Finasteride (FIN) reduced social interaction with foreign social counterparts. When encountering foreign rats, FIN-treated rats exhibited significant reductions in the duration of genital (A), mid-section (B), and facial sniffing (C), but no changes in the latency to the first social approach, n = 9/10/group (D). In addition, FIN reduced rearing (E), but not grooming responses (F). * p < 0.05, ** p < 0.01, *** p < 0.001 in comparison to rats treated with vehicle (VEH). Doses of FIN are indicated in mg/kg (IP).

Figure 4

Finasteride (FIN) reduced social interaction with familiar social counterparts. FIN decreased the duration of the exploration of genital area (A) and mid-section (B), but not facial areas (C) of cage mates. Furthermore, FIN had no effect on the latency to the first social approach (D), duration of rearing behavior (E) and grooming; n = 7–8/group (F). * p < 0.05, ** p < 0.01 in comparison with rats treated with vehicle (VEH). Doses of FIN are indicated in mg/kg (IP).

Figure 5

Finasteride (FIN) decreased impulsive and risk-taking responses. In the delay-discounting paradigm (A), FIN decreased the discounting rate corresponding to longer delays (20 and 40 s); n = 11–12/group. In the wire-beam bridge, FIN-treated rats showed longer latency to cross the bridge (B) and an overall reduction in the distance traveled on the apparatus (C); n = 10/group (C). * p < 0.05, ** p 0.01, *** p < 0.001 in comparison with rats treated with vehicle (VEH).

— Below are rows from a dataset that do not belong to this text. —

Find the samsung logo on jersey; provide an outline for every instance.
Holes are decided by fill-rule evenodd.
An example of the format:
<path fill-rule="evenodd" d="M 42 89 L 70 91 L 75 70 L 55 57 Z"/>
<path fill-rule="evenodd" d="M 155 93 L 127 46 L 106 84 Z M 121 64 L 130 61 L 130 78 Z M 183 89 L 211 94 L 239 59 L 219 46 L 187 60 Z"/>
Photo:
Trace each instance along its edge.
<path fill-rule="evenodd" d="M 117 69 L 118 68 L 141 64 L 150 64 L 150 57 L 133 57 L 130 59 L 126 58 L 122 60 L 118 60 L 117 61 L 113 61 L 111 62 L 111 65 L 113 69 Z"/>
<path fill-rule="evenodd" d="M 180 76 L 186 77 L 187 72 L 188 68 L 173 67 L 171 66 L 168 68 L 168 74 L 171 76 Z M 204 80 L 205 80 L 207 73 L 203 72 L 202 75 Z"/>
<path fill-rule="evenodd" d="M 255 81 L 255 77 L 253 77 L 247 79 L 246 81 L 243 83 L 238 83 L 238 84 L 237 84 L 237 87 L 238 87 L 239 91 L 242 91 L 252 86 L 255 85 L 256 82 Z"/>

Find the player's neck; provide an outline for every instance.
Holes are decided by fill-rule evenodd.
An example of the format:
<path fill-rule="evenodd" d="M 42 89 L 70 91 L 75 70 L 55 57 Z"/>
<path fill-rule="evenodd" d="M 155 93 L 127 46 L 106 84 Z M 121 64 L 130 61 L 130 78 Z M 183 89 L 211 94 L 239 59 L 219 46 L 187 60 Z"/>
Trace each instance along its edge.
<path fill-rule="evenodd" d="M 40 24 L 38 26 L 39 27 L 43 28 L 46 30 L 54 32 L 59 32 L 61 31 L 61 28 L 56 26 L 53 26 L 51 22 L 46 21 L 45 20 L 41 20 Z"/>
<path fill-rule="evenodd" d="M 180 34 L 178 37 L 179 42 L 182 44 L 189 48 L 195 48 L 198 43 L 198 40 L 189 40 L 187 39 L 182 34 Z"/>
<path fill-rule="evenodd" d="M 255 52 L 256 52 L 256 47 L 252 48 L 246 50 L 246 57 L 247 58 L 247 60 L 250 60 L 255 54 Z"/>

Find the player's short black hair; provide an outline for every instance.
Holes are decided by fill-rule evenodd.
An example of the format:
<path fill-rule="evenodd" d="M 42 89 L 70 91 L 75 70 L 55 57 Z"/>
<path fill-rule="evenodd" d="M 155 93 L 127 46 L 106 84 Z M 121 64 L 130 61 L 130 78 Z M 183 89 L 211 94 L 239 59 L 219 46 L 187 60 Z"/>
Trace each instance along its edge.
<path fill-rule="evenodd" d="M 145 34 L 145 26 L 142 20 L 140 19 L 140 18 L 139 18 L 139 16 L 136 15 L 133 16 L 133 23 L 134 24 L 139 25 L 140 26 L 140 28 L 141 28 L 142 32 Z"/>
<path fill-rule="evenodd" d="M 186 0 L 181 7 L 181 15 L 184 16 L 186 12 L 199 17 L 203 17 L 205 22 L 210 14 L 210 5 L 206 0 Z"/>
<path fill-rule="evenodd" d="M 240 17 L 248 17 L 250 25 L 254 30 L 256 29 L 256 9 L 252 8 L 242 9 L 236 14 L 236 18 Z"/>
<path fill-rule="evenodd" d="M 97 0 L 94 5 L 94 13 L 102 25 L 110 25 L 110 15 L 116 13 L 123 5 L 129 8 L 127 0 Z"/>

Doses of FIN are indicated in mg/kg (IP).

Figure 6

Finasteride reduced saccharin preference. The 50 mg/kg dose of FIN reduced saccharin preference in the saccharin preference test (A) without modifying total liquid consumption (B); n = 10–11/group; * p < 0.05, ** p < 0.01 in comparison with rats treated with vehicle (VEH). Doses of FIN are indicated in mg/kg (IP).

Figure 7

Finasteride (FIN) reduced stress coping behavior in the forced-swim test. In male rats, FIN increased the duration of immobility (A) and reduced the latency to immobility (B); n = 12/group. In female rats, FIN affected only the duration of immobility (C), but not the latency (D); n = 8–9/group. The depressogenic effect was not modified by gonadectomy (E); n = 9–11/group (GDX) (E). * p < 0.05, ** p 0.01, *** p < 0.001 in comparison with rats treated with vehicle (VEH); # p < 0.05 in comparison with FIN (10 mg/kg, IP). Doses of FIN are indicated in mg/kg (IP).

Figure 8

Finasteride (FIN, 50 mg/kg, IP) suppressed hypothalamus–pituitary–adrenal (HPA) axis responsiveness. (A) FIN completely suppressed the levels of transcript of corticotropin releasing hormone (CRH) in the paraventricular nucleus (PVN) of the hypothalamus, in rats subjected to forced-swim stress or non-stressful conditions (n = 4/group). (B) FIN also reduced plasma ACTH levels in stressed rats (n = 9–10/group). * p < 0.05, ** p 0.01, *** p < 0.001 for all comparisons indicated by dotted lines.